Macron tente de rassembler à gauche

 

EN CAMPAGNE. Lundi à la Villette, le candidat Macron a infléchi son discours. Objectif : rallier à lui les indécis de gauche, tentés par l’abstention.

 

La stratégie pour lui est toute trouvée. Face à l’extrême droite, il suffit à Emmanuel Macron de se poser en rempart, en garant d’une République en péril. « Je porte le combat pour la République et pour la démocratie libre », a-t-il lancé devant un parterre de militants lundi à La Villette.

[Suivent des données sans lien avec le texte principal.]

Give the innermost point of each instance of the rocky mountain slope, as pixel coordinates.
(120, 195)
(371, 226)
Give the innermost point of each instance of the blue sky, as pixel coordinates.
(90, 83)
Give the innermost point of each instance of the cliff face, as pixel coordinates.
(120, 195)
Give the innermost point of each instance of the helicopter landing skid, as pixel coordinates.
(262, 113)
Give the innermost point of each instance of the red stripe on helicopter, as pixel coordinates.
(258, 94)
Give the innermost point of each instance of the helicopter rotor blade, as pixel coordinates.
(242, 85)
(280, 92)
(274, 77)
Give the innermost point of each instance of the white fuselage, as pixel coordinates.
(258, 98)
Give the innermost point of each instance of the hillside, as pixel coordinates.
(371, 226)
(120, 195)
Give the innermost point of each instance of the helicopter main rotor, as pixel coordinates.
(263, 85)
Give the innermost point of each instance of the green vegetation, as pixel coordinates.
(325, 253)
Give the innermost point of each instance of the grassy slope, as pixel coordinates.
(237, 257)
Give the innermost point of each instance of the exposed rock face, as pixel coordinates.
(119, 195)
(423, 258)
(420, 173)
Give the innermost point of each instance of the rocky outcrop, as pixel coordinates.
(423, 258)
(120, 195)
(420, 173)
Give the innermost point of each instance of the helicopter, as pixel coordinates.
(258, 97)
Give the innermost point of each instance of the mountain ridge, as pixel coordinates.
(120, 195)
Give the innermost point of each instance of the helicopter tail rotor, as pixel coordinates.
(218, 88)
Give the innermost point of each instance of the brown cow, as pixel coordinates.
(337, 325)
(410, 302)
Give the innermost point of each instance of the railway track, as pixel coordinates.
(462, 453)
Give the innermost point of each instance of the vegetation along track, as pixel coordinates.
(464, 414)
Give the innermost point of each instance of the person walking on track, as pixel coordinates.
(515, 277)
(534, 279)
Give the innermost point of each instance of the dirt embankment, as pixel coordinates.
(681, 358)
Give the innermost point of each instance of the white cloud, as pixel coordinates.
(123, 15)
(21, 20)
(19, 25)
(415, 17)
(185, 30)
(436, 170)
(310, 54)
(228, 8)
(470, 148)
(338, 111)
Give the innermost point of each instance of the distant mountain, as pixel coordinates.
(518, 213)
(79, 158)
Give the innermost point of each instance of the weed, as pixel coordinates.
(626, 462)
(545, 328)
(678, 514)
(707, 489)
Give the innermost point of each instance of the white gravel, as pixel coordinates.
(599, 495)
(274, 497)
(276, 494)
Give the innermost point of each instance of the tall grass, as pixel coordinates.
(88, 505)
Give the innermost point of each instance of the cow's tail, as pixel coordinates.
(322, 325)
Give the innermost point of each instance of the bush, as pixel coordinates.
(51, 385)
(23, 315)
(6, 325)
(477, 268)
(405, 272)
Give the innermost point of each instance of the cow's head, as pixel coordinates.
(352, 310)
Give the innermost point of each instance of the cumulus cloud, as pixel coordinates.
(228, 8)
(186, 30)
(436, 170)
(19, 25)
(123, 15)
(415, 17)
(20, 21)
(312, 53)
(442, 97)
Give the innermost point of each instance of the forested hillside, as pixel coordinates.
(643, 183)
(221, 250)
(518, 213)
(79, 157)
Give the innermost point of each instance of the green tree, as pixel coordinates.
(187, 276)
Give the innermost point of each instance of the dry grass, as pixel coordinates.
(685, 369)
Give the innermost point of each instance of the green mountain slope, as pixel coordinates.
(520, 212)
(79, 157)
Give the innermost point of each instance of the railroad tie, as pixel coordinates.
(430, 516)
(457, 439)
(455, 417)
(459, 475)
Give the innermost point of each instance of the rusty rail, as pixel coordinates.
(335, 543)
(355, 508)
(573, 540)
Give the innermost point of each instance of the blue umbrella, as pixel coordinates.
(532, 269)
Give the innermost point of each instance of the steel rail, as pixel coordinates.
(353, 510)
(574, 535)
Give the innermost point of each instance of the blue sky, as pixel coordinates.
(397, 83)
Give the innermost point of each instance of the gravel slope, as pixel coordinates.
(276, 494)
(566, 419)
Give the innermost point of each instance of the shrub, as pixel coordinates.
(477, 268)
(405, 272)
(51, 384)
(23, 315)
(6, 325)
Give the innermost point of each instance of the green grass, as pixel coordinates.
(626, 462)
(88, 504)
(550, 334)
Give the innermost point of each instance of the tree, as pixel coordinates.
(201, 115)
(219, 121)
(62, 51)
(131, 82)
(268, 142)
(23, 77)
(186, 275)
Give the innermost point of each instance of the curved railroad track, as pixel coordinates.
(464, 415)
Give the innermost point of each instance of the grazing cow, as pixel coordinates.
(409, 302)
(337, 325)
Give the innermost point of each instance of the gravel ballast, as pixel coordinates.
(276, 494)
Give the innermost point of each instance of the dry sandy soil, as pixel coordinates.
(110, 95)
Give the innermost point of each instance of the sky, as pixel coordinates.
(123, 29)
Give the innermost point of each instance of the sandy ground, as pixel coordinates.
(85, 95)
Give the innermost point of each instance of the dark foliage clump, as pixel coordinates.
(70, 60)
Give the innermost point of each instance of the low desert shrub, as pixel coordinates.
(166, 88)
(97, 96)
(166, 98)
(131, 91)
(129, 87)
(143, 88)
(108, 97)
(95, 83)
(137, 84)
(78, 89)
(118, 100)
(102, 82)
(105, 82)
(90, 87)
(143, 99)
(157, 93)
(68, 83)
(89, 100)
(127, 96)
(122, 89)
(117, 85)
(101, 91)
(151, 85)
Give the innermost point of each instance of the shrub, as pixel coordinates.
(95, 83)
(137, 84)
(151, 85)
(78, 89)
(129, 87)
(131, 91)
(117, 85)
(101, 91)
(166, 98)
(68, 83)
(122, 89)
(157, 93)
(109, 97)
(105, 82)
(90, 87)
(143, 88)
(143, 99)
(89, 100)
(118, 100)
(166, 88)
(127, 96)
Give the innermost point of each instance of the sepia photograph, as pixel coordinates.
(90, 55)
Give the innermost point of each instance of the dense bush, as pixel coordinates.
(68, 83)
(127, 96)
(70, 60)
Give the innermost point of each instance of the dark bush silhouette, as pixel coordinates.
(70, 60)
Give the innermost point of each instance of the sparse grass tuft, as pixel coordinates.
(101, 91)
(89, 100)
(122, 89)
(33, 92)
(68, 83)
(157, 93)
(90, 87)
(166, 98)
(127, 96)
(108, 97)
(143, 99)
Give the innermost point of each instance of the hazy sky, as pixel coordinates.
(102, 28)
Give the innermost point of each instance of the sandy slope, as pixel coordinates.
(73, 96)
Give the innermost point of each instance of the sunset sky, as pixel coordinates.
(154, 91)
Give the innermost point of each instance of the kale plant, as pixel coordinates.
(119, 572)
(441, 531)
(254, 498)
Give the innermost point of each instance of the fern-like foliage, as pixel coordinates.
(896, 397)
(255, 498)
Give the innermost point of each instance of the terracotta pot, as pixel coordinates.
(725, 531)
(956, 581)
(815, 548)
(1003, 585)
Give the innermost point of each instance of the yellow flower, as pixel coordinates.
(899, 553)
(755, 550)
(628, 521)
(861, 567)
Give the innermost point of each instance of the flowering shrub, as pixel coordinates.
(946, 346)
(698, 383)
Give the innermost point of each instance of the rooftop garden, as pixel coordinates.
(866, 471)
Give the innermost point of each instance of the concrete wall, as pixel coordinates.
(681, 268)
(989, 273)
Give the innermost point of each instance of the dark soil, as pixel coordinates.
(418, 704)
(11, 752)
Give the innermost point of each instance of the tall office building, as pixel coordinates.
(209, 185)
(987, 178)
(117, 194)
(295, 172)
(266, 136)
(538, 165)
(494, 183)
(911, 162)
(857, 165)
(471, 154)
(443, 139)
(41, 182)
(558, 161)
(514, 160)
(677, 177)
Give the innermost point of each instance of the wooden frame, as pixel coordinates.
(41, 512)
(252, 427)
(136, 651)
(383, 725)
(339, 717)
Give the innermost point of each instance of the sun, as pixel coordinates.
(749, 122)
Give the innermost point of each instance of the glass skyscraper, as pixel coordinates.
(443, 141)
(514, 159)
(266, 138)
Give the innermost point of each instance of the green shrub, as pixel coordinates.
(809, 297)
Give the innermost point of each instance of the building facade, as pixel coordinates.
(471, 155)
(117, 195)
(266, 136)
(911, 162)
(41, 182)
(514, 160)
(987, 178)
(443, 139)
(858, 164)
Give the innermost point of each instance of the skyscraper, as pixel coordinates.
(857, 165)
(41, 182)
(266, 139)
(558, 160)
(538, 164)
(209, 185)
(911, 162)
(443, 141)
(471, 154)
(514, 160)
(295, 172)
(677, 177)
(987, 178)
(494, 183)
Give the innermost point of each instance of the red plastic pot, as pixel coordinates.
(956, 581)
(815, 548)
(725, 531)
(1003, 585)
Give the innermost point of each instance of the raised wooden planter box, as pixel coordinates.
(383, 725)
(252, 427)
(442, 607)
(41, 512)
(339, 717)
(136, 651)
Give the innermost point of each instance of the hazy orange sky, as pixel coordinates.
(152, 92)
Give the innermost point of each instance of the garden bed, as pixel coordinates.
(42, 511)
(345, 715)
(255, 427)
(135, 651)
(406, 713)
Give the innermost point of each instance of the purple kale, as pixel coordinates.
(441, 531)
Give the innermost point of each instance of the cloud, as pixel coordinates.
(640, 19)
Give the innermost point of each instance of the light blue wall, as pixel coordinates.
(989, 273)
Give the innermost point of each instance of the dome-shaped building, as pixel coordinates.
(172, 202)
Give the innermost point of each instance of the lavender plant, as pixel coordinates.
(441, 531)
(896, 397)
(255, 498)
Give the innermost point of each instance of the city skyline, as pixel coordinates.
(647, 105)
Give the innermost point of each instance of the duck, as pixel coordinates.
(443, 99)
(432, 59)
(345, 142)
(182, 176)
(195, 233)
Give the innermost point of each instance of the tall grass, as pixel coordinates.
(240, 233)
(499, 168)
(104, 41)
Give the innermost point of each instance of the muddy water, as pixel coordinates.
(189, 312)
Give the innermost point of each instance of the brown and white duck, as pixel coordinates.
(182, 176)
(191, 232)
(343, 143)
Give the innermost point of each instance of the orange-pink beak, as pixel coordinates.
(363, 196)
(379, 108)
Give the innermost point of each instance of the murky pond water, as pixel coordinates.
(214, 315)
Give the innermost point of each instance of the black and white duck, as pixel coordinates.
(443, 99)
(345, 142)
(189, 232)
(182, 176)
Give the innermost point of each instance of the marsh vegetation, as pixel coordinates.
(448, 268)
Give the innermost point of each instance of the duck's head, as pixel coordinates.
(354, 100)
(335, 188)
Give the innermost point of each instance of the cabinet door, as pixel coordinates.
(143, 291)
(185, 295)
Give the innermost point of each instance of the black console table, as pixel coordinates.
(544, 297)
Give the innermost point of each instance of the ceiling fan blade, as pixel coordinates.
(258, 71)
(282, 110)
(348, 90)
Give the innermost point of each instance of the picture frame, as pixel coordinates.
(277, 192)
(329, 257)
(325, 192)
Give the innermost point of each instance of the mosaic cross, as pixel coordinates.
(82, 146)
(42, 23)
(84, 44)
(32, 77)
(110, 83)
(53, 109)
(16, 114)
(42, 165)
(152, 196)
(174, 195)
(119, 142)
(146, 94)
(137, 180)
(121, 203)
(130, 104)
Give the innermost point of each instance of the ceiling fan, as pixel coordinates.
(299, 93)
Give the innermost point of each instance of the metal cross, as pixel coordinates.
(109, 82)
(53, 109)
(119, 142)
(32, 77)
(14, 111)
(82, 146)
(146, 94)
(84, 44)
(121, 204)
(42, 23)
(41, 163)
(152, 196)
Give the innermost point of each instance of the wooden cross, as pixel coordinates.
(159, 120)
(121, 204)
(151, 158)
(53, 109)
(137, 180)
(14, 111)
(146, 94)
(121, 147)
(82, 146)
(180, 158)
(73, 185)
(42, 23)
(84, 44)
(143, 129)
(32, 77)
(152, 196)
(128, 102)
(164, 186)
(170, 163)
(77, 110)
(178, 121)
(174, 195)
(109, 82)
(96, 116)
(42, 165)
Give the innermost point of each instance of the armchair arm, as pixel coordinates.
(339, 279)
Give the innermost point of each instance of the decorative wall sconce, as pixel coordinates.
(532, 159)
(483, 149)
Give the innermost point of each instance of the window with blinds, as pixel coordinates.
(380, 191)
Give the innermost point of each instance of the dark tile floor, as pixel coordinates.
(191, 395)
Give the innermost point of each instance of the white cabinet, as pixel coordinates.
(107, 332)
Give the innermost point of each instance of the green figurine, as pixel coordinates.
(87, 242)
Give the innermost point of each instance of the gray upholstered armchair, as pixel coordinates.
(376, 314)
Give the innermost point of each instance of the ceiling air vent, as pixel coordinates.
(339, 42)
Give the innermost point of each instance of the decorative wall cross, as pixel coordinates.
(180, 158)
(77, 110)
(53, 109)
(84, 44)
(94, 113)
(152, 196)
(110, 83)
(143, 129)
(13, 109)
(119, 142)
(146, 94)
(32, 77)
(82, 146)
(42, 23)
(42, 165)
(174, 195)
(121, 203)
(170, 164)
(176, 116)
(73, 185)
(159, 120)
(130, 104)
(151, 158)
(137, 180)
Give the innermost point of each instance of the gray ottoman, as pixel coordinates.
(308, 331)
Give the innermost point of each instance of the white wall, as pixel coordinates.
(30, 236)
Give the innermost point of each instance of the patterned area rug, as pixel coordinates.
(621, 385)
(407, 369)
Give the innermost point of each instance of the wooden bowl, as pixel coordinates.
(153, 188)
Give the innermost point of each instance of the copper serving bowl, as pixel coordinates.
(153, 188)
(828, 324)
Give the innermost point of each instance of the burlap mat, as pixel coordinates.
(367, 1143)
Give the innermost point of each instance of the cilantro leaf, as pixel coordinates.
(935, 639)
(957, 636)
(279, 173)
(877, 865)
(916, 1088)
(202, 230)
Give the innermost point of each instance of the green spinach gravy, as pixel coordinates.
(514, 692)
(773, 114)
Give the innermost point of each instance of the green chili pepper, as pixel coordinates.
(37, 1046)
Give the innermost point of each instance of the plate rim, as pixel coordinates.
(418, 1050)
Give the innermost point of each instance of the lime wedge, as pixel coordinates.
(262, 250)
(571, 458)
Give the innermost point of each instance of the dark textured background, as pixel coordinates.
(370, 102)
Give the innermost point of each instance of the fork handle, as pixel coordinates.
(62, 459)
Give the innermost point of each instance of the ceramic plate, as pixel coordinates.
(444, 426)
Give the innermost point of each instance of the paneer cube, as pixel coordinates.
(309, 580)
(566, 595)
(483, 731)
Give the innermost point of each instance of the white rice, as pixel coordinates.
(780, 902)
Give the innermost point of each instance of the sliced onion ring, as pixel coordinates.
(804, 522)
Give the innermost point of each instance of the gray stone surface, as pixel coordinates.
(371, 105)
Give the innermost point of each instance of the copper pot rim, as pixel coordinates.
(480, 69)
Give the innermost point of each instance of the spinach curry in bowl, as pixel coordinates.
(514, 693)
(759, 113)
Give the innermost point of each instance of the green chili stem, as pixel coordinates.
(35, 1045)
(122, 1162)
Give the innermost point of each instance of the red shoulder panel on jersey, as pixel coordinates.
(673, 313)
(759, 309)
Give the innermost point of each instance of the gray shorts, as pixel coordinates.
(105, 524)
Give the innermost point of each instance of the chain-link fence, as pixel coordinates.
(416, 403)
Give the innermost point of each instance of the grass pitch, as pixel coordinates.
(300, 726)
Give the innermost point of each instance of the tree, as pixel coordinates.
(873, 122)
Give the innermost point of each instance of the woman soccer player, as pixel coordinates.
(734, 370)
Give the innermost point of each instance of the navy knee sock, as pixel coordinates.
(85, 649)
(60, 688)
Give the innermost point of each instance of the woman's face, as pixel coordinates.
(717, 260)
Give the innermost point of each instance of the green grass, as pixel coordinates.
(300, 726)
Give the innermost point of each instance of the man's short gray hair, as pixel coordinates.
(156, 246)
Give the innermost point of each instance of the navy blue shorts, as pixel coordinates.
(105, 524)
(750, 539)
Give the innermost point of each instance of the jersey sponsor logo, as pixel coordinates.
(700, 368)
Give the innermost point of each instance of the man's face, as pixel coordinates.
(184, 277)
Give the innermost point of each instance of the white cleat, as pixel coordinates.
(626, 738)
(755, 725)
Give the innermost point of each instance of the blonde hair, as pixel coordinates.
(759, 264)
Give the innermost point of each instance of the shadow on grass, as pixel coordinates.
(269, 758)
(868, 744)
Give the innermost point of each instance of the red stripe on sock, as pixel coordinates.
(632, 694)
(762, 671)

Mais alors que certains regrettent l’esprit perdu du 21 avril 2002, et à l’heure où de nombreux électeurs mettent dos à dos le candidat « de l’extrême droite » et celui de « l’extrême finance », Emmanuel Macron a tenté de donner des gages à la gauche.

S’il a opposé une fin de non-recevoir à Jean-Luc Mélenchon qui lui demandait, sur TF1, de renoncer à sa réforme du Code du travail par ordonnance, il a voulu envoyer un certain nombre de signaux à un électorat de gauche déboussolé.

 

Une commission d’expert pour le CETA

Plus concrètement, il s’est dit prêt à nuancer sa position sur le CETA. Ce traité de libre-échange, conclu entre le Canada et l’Union européenne, cristallise les critiques à gauche, agissant comme un véritable répulsif. L’accord, en effet, ne satisfait pas aux critères sociaux et environnementaux de l’Union européenne. « J’entends les doutes, j’entends les incertitudes », a-t-il déclaré, promettant de nommer une commission d’experts et de scientifiques indépendants, qui sera chargée  d’étudier «les conséquences environnementales et sur la santé de cet accord ».

Sans revenir sur sa position, le candidat a cependant déclaré que ce traité avait été conçu « à l’écart du processus démocratique, dans une forme de décision qu’il nous faudra changer à l’avenir ».

 

Inflexions sur l’Europe

Emmanuel Macron a été, durant toute la campagne, le seul candidat à se positionner clairement en faveur de l’intégration européenne, sans critiquer la très controversée directive sur les travailleurs détachés – une directive qui permet d’envoyer de façon temporaire des salariés dans un autre pays membre, tout en payant les cotisations sociales dans son propre pays.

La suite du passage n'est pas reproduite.